В самый последний момент, когда, казалось ей, уже всё закончено, в её лёгкие неожиданно снова ворвался воздух, обжигая всё внутри. Вероника хрипло закашлялась, попыталась перевернуться на бок, выдохнув одно лишь слово – «Мама!», но снова её истерзанное горло сдавили, и она уже ничего не помнила. Оставалось только желание покончить с этим кошмаром, здесь и сейчас. Пусть он перестанет терзать её, господи, зачем это всё…


* * *


«К Элизе. Бетховен».

Мысль медленно вращалась в пустоте, превращаясь в звук, в мелодию.

«К Элизе. К маме». Она вдруг поняла связь – эта мелодия была установлена в её телефоне на номер мамы. Было темно. А, нужно открыть глаза. Да, тот же сумрак зарождающихся белых ночей.
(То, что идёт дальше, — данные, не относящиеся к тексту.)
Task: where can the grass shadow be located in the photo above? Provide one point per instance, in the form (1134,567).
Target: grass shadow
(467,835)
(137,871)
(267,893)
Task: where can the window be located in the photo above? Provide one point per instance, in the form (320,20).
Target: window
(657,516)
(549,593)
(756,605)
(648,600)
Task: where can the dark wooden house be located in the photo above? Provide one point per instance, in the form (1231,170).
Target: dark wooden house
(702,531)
Вероника с трудом перевернулась на бок, и её тут же стошнило. Откашлявшись, она нашарила под собой свою маленькую сумочку и достала телефон.
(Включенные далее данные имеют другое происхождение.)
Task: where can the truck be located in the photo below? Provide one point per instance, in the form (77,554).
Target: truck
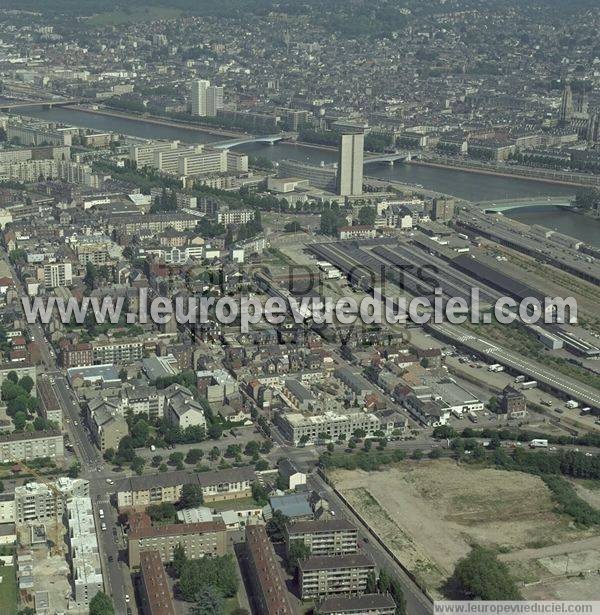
(538,443)
(530,384)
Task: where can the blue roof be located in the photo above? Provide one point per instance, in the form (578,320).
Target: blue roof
(292,505)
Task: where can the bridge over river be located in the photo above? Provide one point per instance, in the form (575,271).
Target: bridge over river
(531,202)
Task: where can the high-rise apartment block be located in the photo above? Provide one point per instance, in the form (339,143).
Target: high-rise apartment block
(350,166)
(206,99)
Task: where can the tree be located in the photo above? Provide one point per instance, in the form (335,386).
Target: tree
(435,453)
(219,572)
(191,496)
(209,602)
(215,431)
(193,456)
(74,469)
(298,551)
(261,465)
(101,604)
(137,465)
(481,575)
(19,420)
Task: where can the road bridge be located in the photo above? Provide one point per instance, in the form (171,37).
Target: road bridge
(507,205)
(46,104)
(270,139)
(403,156)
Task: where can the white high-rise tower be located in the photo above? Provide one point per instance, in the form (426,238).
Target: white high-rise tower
(350,165)
(199,96)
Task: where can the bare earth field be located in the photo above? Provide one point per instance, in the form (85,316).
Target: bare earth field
(429,513)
– Алло, Ника? Ника, ты дома? Я тебя не слышу! Что-то со связью, я никак не могу дозвониться! Ника, если ты слышишь: мне пришлось остаться за Валю, у неё муж вечером ногу сломал, она попросила подменить её на несколько часов, пока в больницу его свозит. Меня на рабочем автобусе потом отвезут домой, ты не переживай, ложись спать… Отправлю эсэмэску ещё!

Она попыталась что-то сказать, но боль в горле была невыносимой. Прервав соединение, она написала в ответ текстом первое, что пришло в голову: «Услышала. Спокойной ночи».

Люди ноги ломают. Надо же, счастливые…


Лето она провела у родственников под Иркутском, у Байкала.

Официальной версией цветового месива на её лице и шее был несчастный случай в парке: на неё, дескать, налетел дикий лось, которые и раньше встречались в этих местах, но – слава богу! – всё обошлось. Прочие свои травмы Вероника ни с кем не обсуждала, даже с мамой, которая охала и ахала, глядя на дочь; поделилась только с гинекологом, да и то без эмоций, которые оставила психологу. Не детскому.

Порой её начинало буквально трясти от неконтролируемых наплывов воспоминаний: этот хриплый прокуренный голос, интонация с каким-то истерическим надрывом в тех редких фразах, что он на неё выдохнул вместе со смрадом курева и перегара; быстрые уверенные действия, жилистость и неимоверная жестокость… Он был гораздо старше. Намного сильнее. Действовал наверняка.

Она у него такая уже не первая. И даже, видимо, не вторая. И она не должна была снова задышать, судя по всему.

Встречаться с психологом Зоей Михайловной, к которой она записалась через интернет в Иркутске, стало если не удовольствием, то определенно полезным времяпрепровождением, несшим успокоение. Как-то Вероника поинтересовалась у неё:

– А правда, что под гипнозом человек может вспомнить то, чего он вроде бы и не видел? Ведь известно же, что наш мозг запоминает всё попавшее в поле видимости его бокового зрения, на бессознательном уровне?

– В некоторых случаях – да. Тебя что-то конкретное беспокоит?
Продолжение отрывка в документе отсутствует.